ALBANY — The state budget will not include a provision to raid State University of New York foundation funds to help cover state expenses, lawmakers said Saturday.
“What a relief!” said Assemb. Steve Englebright (D-Setauket). “This would have been a big mistake.”
Englebright was among the most vocal critics of a proposal by Gov. Andrew M. Cuomo to impose a 10 percent “assessment” on the foundations of SUNY’s four “university center” campuses, including Stony Brook University.
The presidents of the four universities had opposed the measure, saying lawmakers shouldn’t tap the foundations to help pay for the governor’s proposal to create a pathway to “free tuition” at public colleges for families with incomes of as much as $125,000 annually.

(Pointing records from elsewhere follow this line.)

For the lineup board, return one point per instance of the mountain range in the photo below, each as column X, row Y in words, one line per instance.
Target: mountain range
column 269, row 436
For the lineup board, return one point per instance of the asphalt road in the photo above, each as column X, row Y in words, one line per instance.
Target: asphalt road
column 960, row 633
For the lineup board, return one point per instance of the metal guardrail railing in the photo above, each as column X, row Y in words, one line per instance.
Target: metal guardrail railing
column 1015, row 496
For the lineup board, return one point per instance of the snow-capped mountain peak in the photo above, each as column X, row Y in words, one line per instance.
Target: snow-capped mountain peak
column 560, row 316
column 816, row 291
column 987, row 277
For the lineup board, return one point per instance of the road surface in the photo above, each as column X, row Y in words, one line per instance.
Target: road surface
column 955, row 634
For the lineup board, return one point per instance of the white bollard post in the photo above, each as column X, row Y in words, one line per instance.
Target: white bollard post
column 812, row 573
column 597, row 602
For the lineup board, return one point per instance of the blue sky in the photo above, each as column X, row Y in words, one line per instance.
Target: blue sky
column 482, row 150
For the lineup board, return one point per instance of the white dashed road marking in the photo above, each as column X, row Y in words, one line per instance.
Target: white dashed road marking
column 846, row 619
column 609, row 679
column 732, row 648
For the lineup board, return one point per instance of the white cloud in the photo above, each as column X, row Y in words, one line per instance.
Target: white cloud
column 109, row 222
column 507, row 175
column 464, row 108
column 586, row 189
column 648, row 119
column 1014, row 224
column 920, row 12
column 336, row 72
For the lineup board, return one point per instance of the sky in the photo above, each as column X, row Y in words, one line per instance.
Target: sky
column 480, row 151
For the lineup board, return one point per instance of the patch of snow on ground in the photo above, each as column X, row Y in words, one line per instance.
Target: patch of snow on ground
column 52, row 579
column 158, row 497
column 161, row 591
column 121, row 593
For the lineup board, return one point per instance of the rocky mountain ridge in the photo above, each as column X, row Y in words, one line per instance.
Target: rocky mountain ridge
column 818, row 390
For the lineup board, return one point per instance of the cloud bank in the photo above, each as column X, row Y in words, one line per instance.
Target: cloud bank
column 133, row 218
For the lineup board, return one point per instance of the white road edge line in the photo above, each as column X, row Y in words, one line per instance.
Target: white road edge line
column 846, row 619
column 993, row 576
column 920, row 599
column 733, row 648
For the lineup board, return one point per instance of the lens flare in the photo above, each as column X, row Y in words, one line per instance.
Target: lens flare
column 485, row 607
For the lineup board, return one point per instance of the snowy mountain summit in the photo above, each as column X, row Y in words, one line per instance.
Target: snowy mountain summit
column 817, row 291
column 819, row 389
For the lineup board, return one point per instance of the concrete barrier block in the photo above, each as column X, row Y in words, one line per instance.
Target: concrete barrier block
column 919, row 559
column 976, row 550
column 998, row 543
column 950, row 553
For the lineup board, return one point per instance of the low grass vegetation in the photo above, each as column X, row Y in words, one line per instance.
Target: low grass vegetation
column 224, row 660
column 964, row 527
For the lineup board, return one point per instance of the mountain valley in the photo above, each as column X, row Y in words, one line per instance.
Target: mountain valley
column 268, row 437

In a letter to lawmakers, the presidents warned the policy could “lead to a downturn in giving to our foundations as potential donors realize that their deeply appreciated donations are not being used for their intended purpose.”
Though the governor had proposed the foundation assessment, administration officials contended it wasn’t intended to be used to supplement the free tuition proposal.
“It kind of took people by surprise,” Englebright said about the assessment fee that was first reported by Newsday and sparked a lengthy internal debate in the State Assembly Democratic conference.
In the end, enough rank-and-file lawmakers objected and the proposal was dropped from a final budget agreement announced Friday night, legislative and administration officials confirmed Saturday. The Assembly and Senate are expected to give final passage to the $163 billion budget late Sunday.